From a more technical side, I think developers and newcomers to this technology will appreciate an introduction to the pNext field contained in most of the description data structures in Level-Zero. From my understanding, this field allows developers to extend properties by using different descriptor C-structs. However, I miss a use-case (full example/s) that showcases the potential of this and a compatibility table, meaning, which ones can I extend? And because extensions will influence, quite likely, performance, is there any suitable set of extensions that allows developers to increase performance for a particular domain of applications?

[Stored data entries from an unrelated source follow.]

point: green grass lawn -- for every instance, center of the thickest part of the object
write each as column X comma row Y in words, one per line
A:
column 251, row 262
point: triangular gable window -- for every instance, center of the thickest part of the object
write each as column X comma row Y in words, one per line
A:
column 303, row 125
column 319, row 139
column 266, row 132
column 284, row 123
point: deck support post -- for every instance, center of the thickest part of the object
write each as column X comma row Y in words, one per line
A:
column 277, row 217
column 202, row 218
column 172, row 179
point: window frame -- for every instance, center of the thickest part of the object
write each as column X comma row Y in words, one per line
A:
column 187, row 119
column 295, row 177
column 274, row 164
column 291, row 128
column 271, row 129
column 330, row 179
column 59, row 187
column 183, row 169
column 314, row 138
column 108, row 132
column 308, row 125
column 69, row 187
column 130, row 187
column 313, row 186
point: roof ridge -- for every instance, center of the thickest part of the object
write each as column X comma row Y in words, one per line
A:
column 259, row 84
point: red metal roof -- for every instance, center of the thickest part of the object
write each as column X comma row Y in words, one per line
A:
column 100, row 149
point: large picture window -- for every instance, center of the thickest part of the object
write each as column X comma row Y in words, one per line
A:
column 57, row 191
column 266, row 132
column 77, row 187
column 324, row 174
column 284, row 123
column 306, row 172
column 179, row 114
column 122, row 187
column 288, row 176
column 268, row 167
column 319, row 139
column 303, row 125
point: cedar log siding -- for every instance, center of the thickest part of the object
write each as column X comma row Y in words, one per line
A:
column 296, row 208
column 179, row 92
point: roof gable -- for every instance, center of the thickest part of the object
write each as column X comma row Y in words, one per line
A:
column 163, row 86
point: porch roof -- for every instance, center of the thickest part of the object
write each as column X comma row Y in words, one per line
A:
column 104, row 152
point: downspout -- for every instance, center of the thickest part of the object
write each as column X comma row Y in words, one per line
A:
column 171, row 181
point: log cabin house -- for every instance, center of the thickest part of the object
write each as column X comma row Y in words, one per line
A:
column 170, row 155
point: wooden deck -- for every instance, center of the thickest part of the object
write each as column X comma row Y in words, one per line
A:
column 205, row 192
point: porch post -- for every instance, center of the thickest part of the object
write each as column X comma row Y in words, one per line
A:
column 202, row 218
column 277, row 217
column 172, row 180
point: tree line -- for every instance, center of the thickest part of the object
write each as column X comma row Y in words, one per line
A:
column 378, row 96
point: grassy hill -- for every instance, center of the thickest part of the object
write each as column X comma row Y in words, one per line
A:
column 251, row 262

Besides, I miss better error control. For example, if developers accidentally miss resetting an already Level-Zero closed command list, Level-Zero does not complain when invoking consecutive calls with the closed-list. However, we get the wrong results because no commands will be executed (and with no warnings about it). In my opinion, this is very error-prone, and, indeed, it has happened to me several times. Therefore, currently, developers need to be very extra careful not to forget to reset command lists.

5 - Conclusions

Level-Zero is a low-level, close to bare-metal API developed by Intel and shipped as part of the oneAPI toolkits. This new API allows developers to fine-control the application for heterogeneous hardware, especially for GPUs, allowing the use of virtual functions, function pointers, efficient and fine-tune memory management, or even control the power and firmware.

This post has shown a high-level introduction to the Intel Level-Zero API. It first showed a general introduction and an overview of the programming model. Then it showed a step by step example for dispatching a SPIR-V kernel on Intel HD graphics using Level-Zero. Finally, it highlighted some remarks about what I consider missing in Level-Zero, and which parts I would like to see the community contributing to this project.

I do believe the Level-Zero API is a great way to access heterogeneous hardware, controlled by runtimes, OS and system software, giving developers the possibility of fine-tuning applications to maximise resource utilization and portability of high-level applications when running on heterogeneous hardware.

Acks

I would like to thank Athanasios Stratikopoulos for the constructive feedback on this article.